Di Alcesti e dell’equilibrio riuscito

Alcesti, nella 52esima edizione delle rappresentazioni classiche di Siracusa, è la tragedia da non perdere. Porta a compimento entrambi i risultati previsti da Euripide: la tragedia iniziale e il lieto fine. Aspetti apparentemente contrastanti, sapientemente accostati dall’autore che pongono non pochi problemi a quanti si cimentano nella riproposta.

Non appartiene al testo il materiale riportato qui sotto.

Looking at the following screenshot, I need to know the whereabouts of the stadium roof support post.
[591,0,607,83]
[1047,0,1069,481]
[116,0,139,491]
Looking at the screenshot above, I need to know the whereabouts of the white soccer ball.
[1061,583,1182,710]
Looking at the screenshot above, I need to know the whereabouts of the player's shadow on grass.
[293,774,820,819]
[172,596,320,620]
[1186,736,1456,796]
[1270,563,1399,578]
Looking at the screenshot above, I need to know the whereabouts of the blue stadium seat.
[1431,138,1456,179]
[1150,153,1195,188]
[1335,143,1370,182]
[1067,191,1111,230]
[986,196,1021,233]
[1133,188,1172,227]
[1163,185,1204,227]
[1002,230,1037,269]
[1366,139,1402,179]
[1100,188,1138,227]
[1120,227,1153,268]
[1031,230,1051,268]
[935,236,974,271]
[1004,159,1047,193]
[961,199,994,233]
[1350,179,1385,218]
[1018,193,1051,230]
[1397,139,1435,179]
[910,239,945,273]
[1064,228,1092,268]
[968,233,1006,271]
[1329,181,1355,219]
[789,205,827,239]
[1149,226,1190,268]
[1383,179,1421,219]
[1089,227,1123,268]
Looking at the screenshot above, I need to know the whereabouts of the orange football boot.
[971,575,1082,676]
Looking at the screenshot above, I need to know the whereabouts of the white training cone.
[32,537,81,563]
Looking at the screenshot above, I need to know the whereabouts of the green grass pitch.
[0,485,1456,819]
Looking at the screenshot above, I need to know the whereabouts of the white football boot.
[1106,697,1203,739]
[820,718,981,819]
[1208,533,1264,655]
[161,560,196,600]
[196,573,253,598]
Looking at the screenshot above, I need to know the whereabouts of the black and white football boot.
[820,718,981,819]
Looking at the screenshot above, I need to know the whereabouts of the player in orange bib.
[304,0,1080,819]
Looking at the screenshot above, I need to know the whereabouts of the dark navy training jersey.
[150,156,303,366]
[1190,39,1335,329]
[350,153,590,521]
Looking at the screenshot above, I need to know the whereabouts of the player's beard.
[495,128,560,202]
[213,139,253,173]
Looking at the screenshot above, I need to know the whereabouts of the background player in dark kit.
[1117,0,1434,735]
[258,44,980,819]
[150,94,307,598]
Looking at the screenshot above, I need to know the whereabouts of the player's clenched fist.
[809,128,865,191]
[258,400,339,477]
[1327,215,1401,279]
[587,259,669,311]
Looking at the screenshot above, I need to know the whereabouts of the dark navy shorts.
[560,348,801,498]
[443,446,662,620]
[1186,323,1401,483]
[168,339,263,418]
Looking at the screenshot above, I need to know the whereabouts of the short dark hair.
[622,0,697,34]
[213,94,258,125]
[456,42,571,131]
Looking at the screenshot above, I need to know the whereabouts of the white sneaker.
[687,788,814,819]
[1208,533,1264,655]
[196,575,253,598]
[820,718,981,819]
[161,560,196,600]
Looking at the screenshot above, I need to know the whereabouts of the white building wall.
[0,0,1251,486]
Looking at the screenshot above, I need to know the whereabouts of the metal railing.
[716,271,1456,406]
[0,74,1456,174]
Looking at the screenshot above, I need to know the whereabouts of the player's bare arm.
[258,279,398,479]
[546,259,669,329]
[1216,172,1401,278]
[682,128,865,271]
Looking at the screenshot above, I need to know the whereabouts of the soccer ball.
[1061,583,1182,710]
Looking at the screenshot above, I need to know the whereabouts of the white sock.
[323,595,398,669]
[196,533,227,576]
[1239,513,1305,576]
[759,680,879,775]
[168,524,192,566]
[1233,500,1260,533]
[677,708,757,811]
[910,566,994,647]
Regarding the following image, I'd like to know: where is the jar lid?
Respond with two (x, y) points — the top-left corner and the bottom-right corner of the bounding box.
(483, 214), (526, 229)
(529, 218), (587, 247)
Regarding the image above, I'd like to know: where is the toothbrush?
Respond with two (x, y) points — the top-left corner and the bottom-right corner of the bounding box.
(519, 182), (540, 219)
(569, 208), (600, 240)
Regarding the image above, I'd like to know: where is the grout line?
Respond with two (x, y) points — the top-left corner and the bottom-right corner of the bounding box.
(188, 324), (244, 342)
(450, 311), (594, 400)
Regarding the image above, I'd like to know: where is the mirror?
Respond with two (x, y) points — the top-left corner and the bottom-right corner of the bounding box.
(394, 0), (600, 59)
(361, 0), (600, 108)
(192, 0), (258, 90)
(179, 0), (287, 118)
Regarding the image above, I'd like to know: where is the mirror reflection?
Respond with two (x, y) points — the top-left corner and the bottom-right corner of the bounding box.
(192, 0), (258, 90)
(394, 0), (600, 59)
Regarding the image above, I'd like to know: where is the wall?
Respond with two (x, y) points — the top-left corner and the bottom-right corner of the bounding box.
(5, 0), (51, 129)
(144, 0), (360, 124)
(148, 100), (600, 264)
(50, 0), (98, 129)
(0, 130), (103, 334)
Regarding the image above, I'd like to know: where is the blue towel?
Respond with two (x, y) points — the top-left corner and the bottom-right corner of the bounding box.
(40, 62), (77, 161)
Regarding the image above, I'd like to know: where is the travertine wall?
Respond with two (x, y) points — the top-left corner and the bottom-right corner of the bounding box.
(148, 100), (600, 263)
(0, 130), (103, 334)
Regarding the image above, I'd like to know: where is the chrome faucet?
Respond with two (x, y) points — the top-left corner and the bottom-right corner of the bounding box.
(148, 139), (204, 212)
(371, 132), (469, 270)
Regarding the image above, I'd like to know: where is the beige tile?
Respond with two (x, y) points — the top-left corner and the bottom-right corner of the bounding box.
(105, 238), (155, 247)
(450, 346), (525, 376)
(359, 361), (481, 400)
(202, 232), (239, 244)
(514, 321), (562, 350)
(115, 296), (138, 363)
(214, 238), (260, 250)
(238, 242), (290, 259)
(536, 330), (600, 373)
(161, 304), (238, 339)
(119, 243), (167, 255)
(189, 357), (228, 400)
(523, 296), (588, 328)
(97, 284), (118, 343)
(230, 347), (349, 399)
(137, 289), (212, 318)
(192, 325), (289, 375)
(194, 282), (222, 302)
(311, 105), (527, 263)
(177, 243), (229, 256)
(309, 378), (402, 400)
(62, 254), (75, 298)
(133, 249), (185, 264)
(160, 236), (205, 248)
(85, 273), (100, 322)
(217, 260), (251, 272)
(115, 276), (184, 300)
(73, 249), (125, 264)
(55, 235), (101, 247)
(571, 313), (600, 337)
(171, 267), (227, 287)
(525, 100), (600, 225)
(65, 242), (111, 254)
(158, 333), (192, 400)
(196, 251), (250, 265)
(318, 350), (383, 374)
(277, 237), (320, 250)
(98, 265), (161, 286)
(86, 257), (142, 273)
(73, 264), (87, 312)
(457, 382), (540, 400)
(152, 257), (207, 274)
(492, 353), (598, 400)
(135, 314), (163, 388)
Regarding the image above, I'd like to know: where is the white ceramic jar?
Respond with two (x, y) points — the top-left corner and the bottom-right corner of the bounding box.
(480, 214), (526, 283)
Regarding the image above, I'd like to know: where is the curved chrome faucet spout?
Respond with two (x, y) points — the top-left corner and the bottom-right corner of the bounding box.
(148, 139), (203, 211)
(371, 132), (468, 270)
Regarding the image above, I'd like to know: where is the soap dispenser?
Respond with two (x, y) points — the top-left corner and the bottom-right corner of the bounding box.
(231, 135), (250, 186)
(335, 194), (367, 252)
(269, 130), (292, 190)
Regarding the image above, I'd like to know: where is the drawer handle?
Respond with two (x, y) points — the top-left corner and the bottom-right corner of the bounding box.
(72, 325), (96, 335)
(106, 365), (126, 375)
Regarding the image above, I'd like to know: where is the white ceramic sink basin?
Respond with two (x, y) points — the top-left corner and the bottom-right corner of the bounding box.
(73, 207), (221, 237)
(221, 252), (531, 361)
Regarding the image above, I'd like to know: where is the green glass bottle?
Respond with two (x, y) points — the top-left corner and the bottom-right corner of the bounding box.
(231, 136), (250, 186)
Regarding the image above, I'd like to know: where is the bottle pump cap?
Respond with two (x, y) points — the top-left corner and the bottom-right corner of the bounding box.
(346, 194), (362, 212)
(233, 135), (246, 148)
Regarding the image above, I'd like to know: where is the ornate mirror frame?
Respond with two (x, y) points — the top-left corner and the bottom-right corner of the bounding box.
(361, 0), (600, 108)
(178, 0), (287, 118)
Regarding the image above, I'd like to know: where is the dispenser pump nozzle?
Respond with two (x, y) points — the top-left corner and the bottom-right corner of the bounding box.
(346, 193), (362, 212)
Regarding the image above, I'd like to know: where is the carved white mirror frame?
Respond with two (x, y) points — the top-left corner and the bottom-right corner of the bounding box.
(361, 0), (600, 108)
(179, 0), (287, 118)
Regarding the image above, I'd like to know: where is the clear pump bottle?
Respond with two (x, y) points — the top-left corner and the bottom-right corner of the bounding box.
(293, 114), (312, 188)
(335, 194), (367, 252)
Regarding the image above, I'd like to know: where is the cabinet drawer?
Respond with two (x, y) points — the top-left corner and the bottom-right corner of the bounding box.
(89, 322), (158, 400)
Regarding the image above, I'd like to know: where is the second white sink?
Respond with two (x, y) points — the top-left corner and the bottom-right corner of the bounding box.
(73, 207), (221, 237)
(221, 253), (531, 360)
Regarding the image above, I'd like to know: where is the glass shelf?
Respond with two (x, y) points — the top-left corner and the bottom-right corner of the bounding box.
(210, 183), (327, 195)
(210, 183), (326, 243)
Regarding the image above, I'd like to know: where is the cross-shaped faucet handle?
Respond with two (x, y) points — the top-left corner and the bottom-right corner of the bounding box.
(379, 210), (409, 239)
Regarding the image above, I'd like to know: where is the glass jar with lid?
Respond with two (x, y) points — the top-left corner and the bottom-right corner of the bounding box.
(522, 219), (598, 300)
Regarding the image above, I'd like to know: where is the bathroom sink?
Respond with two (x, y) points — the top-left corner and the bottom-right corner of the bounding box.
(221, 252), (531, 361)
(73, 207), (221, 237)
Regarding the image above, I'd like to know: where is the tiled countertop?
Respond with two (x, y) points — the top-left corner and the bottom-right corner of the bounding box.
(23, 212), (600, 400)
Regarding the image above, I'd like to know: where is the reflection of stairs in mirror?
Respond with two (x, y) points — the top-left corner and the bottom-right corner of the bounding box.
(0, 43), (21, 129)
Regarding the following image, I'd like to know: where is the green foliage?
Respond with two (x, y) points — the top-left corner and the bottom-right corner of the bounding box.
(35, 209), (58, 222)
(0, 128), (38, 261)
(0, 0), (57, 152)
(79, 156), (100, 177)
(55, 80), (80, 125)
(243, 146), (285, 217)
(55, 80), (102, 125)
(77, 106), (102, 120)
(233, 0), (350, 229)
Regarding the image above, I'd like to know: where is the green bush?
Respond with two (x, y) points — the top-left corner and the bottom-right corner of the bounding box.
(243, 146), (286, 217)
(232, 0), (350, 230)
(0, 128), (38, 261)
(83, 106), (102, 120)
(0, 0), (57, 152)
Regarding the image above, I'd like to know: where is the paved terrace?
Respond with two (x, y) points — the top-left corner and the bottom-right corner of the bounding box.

Il regista, Cesare Lievi, alla sua prima esperienza in questa spettacolare cornice, centra l’obiettivo. Strategica la scelta di agire la bella scenografia, opera di Luigi Perego, che rappresenta la casa di Admeto, in un gioco riuscito di rimandi col proscenio, così da creare visivamente un effetto di flashback o contemporaneità estremamente efficaci per lo svolgersi della vicenda. Il pubblico è di continuo incuriosito e sollecitato a tenere desta l’attenzione, alla ricerca di dettagli e anticipazioni. Brava Galatea Ranzi nel ruolo di Alcesti, ben misurata nel suo oscillare tra una vita che declina ed una morte che si fa strada nel suo destino. Proprio questo equilibrio suggerisce di guardare oltre quella centralità femminile imposta dal titolo della tragedia, suggerendo piuttosto di vedere in profondità la vicenda escatologica di Admeto, corroso da un così dirompente dubbio di sé che lo riscatta dell’infamia di codardia. Per quanto neofita del genere, si rivela ottimo davvero Danilo Nigrelli nei panni di un Admeto dilaniato dal tentativo di mantenere un legame tra i suoi volti, il pubblico e il privato, l’intimo e l’ufficiale, la ragione e il sentimento. Unico suo breve cedimento, perdonabile, l’incipit del pathos con cui la tragedia vira nel dramma al momento della riconsegna di Alcesti dal mondo dell’Ade, recuperata da un Eracle, interpretato con disinvolta esperienza, dal bravo Stefano Santospago che non perde un accento nel pur impegnativo cambio di toni – dal tragico all’umoristico, dal drammatico al farsesco – previsto per la sua parte.
Ma quello che mi piace sottolineare è la maestria con cui la regia ha saputo ideare il coro maschile che in questo spettacolo ha una potenza come raramente mi è capitato di vedere. Potente, compatto, armonioso, intraprendente, delicato e commosso, questo gruppo di giovani ha eseguito coreografie e movimenti con forza elegante e precisione militare. Sempre presente, ha caratterizzato lo spazio e sottolineato il tempo dell’azione scenica, con un protagonismo discreto e sapiente che ha esaltato, quasi un humus sentimentale, le performance degli attori. Anche i costumi – pure questi del bravo Luigi Perego – hanno contribuito alla perfetta riuscita dello spettacolo, conferendo un misurato alone epico.